Next morning, we started sight-seeing by visiting Gyeongbokgung, Seoul’s principal palace. There we came just right to see the change of the guards. It was quite interesting, held in historical clothing and armour, carrying old weapons and flags. We wandered through the empty Palace grounds and also visited the National Folk Museum of Korea. Especially the kimchi-section was a magnet for Maria who loves Korean culture and cuisine. A stroll through Bukchon Hanok Village was next, a part of Seoul with traditional Korean homes. I did not find it particularly interesting though, being quite a long way from the appearance of hutongs in Beijing.

When it got dark, we walked along Cheong-gye-cheon, a newly created stream running through Seoul center. There we found the beautiful Seoul Lantern Festival. No ordinary lanterns, mind you.

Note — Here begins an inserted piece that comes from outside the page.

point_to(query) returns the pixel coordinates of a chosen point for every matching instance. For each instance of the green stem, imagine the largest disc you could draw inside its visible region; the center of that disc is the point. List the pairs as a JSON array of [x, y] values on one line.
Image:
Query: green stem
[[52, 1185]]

Special lanterns in the form of people, dragons, phoenixes, ships, riders, or just fantasy forms were to see, all nicely set into the small river. Although it was quite chilly, we spent a long time there walking up and down the river to check out all the different lanterns – and were often amazed by their beauty.

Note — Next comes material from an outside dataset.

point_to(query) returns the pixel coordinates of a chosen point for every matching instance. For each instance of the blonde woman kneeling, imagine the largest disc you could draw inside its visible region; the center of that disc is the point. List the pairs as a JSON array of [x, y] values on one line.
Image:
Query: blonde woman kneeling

On our way back to our accommodation we encountered a little show-stopper: Standing on the subway door when it opened it was my great pleasure to be puked on. Instead of freaking out, Maria and I laughed all the way home (which was close by then luckily). However, going out was canceled, instead we had to wash clothes. Finally we grabbed a bite to eat in the same alley as the day before, although I only had my rain pants left to wear (the only other long pants I have with me).

Next day I paid a visit to the War Memorial Museum of Korea while Maria checked out some nice quarters. Having always been interested in military history, I wanted to see this special museum. After all this was the first country I visited that was officially still at war.

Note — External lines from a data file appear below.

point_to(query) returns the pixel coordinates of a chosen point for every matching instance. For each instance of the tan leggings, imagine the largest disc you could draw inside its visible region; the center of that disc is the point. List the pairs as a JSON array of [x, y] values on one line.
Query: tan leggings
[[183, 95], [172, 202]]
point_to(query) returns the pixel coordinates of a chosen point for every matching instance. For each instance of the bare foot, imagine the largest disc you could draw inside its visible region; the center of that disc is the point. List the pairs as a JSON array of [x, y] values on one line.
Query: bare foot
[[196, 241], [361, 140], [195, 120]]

Surely it can be said that visiting the museum was my second highlight in Seoul (besides the lantern festival). I learned a lot of info I did not know before, for example that North and South Korea were created basically like Eastern and Western Germany: Out of two occupied zones after World War II. Like in Germany, reunification was on the agenda but instead, North Korea invaded the South. Sadly, the museum did not give any information about the role that South Korea had played in heating up the conflict, then being somewhat different from today’s democratic nation.

I did also not know that this was not a war of the US against North Korea (and later China) but that the South was supported by an UN resolution (the UN at this time being quite young still). More than a dozen countries fought under the UN’s banner, besides the US also countries like Turkey, Thailand as well as Sweden and Norway!

After leaving the exhibition about the Korean War I wandered outside of the Museum through dark tangible military history: planes, tanks, boats – it reminded me on the Historical Military Museum I used to work in for a short time. Quite dreadful was the most outstanding piece of military equipment: a B52 bomber, standing massively in the dark night.

During the next day we took strolls through Seoul, trying to find some of the architectural gems. We managed to see one of the old city gates as well as Dongdaemun Design Plaza, a huge concrete curvaceous building made by architect Zaha Hadid. Taking several blocks of space it is not what you would call humble…

I was quite happy that after some days Maria and I left Seoul. I had enough of big cities and it was way too westernized for my taste. We had decided to head for a well-known historical folk village: Hahoe, close to the city of Andong.